Suppose that after considering the impact on the solver’s performance, the
programmer decides to make the above fact about push
ambient. To do so,
they can add the broadcast
modifier in the
definition of seq_contains_orig_elems_after_push
: pub broadcast proof fn seq_contains_orig_elems_after_push<A>(s: Seq<A>, v:A, x:A)
.
The effect is to introduce the following
quantified fact to the proof environment:
forall |s: Seq<A>, v: A, x: A| s.contains(x) ==> s.push(v).contains(x)

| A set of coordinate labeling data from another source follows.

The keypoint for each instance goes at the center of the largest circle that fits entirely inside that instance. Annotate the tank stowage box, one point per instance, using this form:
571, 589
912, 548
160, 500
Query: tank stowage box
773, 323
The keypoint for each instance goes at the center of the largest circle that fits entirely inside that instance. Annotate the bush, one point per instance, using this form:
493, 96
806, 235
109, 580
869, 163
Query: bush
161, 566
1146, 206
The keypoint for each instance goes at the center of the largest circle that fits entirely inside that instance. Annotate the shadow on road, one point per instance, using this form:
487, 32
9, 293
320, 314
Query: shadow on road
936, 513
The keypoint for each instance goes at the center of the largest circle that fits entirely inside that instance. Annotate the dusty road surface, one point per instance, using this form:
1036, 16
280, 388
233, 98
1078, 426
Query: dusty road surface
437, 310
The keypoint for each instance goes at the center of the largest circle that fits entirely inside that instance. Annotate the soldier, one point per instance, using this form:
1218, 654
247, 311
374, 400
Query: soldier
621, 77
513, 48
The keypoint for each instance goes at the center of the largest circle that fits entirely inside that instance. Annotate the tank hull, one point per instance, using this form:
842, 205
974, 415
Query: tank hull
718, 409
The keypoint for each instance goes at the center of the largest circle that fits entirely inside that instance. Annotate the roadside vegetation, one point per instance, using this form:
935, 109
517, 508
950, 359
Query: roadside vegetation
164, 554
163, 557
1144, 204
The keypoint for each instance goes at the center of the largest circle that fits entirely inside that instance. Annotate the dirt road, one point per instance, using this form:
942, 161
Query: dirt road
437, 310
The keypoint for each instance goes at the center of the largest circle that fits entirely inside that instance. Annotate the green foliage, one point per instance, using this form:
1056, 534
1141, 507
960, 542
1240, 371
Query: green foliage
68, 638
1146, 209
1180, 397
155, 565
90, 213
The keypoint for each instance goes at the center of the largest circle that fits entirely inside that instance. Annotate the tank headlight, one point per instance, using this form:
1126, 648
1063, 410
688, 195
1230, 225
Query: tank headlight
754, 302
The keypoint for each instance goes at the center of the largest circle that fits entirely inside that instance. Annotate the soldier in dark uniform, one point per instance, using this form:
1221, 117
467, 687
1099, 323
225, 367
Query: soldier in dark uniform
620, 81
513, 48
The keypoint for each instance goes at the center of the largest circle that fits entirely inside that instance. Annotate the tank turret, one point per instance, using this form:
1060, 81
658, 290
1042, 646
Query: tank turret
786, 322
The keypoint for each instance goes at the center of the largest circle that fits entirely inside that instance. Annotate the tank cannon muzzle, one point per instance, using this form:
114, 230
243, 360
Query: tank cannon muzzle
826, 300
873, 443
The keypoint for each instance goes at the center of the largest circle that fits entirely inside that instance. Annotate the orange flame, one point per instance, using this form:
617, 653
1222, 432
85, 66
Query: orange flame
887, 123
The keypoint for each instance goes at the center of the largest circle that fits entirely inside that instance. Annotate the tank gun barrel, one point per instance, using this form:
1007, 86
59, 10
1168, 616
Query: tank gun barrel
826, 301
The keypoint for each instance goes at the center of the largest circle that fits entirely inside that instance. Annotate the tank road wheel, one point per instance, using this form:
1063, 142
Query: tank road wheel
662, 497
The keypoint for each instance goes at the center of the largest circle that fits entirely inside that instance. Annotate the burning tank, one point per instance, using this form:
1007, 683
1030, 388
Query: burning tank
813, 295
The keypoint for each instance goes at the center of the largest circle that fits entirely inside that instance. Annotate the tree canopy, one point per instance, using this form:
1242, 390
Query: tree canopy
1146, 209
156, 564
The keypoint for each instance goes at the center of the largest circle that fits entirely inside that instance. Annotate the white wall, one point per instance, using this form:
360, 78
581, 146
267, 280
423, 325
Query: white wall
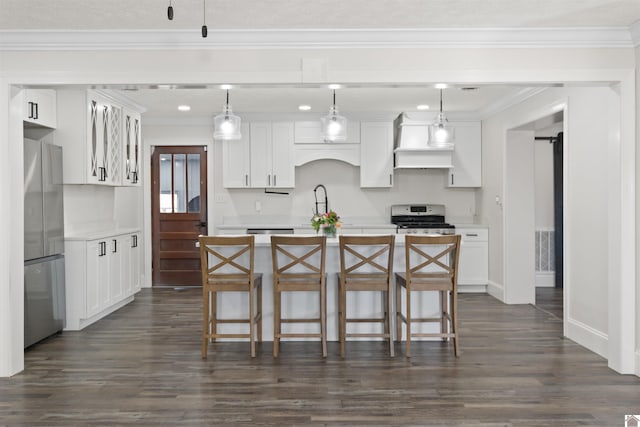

Because this introduces a quantifier, Verus will typically ask you to
explicitly choose a trigger, e.g., by adding a #[trigger]
annotation.
Hence, the final version of our example might look like this:
pub broadcast proof fn seq_contains_orig_elems_after_push<A>(s:Seq<A>, v:A, x:A)
requires s.contains(x)
ensures #[trigger] s.push(v).contains(x)
{
...
}
To bring this ambient lemma into scope, for a specific proof, or for an entire
module, you can use broadcast use seq_contains_orig_elems_after_push;
.
Some of these broadcast-ed lemmas are available in the verus standard library vstd
,
some as part of broadcast “groups”, which combine a number of properties into a single
group name, which can be brought into scope with broadcast use broadcast_group_name;
.
For example, the example above can all be automatically proved from broadcast use vstd::seq_lib::group_seq_properties;
.
We are working on extending the discoverability of these groups in the standard library
documentation: they currently appear as regular functions.